Friday, April 9, 2010

Mulanje

If my camera still existed, you would be looking at a photograph of a crayon-drawn AIDS awareness poster, a mountain valley painted with wildflowers, a brilliant blue butterfly wing, and a chalet tucked in the folds of Mount Mulanje's rolling plateau. Sadly, the camera and a number of other items were casualties* of an attempt to summit the third highest mountain in Africa during Easter break, so you will just have to imagine.

Mount Mulanje is in Malawi's southern region, near the city of Blantyre. After leading a teaching workshop last weekend, I met five friends in Blantyre and we embarked on a three day adventure on the mountain, along with our silent but trusty guide, Jonathan.

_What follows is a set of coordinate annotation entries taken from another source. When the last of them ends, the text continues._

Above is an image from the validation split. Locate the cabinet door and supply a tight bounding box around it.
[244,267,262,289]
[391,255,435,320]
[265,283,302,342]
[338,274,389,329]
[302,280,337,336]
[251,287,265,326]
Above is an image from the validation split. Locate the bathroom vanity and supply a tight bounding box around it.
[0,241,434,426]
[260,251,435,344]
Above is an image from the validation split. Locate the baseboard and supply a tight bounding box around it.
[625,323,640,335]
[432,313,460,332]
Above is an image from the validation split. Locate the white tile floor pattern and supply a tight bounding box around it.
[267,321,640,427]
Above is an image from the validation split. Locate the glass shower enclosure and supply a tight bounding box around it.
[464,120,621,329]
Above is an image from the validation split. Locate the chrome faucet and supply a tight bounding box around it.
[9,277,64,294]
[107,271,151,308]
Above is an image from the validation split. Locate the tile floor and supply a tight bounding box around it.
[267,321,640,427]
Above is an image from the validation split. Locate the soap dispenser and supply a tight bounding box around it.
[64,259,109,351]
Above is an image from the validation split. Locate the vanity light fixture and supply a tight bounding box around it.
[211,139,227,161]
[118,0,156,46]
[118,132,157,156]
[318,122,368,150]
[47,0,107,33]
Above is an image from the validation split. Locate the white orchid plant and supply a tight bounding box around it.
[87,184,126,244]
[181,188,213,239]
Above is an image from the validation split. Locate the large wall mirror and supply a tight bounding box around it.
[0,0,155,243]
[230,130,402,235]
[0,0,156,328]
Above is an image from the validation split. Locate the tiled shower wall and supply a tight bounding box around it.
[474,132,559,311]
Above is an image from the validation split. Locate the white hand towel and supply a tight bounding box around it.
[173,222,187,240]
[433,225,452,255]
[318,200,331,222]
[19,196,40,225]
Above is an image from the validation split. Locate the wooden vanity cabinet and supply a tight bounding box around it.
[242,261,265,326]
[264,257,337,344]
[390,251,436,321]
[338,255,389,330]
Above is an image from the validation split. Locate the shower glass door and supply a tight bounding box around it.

If other people do this, I recommend they also hire porters. We did not. Also, I recommend they wait until someone introduces the concept of "switchbacks" here. Anyway, we arrived finally, sore and happy, above the clouds in a spectacular mountain pass overshadowed by the craggy grey rockface of Chambe peak, at a chalet where we passed our first night on the mountain.

The second day began pleasantly enough, with a three-hour hike around the plateau. We climbed through valleys of shaggy grass and brambles and wildflowers, and we danced over rocky plains. We were happy, we sang, we laughed, we felt like the Von Traps. Around 11, we arrived at a camping hut, dropped off our packs, and began the three-hour trek up to the mountain's summit, Sepitwa. The climb is what guidebooks would probably call a "rocky scramble." I would call it a "great way to break your ankle or fall quickly to your death." The trail, again, was straight uphill, but this time we had to search for footholds in smooth mossy rockface, and fling ourselves from boulder to boulder, clinging to whatever vines or clumps of grass might sustain our weight. The climbing was treacherous but exciting until the rain started, at which point it became scary. Forty minutes from the summit, Jonathan, in an exemplary display of Malawian understatement, gently suggested we turn around, considering the wet rocks, and the race with coming darkness. But the group pressed on. In an unusually lucid moment of clarity, as I slid three feet down a steep slab of rock above a craggy ledge and then watched my camera take its final great leap, I decided that continuing up the mountain would be a poor decision, and stayed behind to huddle in the cold rain below a rock with Elisabeth. It became colder and wetter. We were soaked through in the most literal sense. Our teeth chattered and hands began to lose feeling. I started thinking about John Krakauer disaster books, and all of the warnings we'd received about the Brazilian hiker who died last year of hypothermia on the mountain. Sepitwa is considered by Malawians to be a place of spirits; they do not generally climb to the summit. We started counting minutes, and discussing unfinished life business. Time slowed. It seemed silly, and inconvenient, to be dying on this mountain of all places.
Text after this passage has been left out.